- Newtown Central Location within Powys
- Population: 3,278 (2011 census)
- Principal area: Powys;
- Country: Wales
- Sovereign state: United Kingdom
- Post town: NEWTOWN
- Postcode district: SY16
- Dialling code: 01686
- UK Parliament: Montgomeryshire and Glyndŵr;
- Senedd Cymru – Welsh Parliament: Montgomeryshire;
- Councillors: 1 (County) 3 (Town Council)

= Newtown Central =

Newtown Central was the name of a county electoral ward in the town of Newtown, Powys, Wales. It remains as a community ward to Newtown and Llanllwchaiarn Town Council.

==Description==
Newtown Central ward covered the area west of Newtown town centre and immediately south of the River Severn.

The ward elected two councillors to Montgomeryshire District Council and Powys County Council, but since the May 1999 election it elected one county councillor to Powys County Council.

Newtown Central is a community ward and is represented by three town councillors on Newtown and Llanllwchaiarn Town Council.

According to the 2011 UK Census the population of the ward was 3,278.

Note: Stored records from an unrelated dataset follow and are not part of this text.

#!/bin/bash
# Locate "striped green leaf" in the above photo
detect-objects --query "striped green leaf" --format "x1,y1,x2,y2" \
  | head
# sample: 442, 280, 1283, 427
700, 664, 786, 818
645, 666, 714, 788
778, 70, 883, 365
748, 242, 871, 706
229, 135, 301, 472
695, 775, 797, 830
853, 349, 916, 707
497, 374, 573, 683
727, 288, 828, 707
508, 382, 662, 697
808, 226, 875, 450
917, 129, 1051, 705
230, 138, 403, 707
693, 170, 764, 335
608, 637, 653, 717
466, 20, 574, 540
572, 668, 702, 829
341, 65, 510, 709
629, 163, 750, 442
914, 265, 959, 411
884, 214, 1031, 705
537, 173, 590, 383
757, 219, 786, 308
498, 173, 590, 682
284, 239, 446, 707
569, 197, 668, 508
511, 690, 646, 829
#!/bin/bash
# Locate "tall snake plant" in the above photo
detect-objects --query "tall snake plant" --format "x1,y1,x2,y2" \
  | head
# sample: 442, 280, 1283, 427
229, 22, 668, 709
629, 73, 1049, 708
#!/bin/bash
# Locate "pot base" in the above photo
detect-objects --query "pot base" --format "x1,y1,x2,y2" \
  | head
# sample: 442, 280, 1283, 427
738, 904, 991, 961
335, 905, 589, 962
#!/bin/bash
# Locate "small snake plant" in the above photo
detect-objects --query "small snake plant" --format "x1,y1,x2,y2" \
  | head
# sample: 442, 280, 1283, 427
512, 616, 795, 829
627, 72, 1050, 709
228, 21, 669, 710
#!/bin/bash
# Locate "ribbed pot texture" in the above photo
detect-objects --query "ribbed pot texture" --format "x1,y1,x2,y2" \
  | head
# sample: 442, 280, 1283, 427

Effective from the 2022 local elections, Newtown Central was merged with Newtown South to become Newtown Central and South, which elected two councillors to Powys County Council.

==County elections==
From 1995 the ward had been represented by Plaid Cymru and Independent councillors, though in 2008 it was taken by the Conservatives (who retained the seat in 2012).

At the May 2017 Powys County Council elections four of the five sitting councillors in Newtown and Llanllwchaiarn stood down, with Newtown Central being won from the Conservative Party by a Liberal Democrat, David Selby, bucking the county trend. The Liberal Democrats then retained the seats at the May 2022 Powys County Council elections.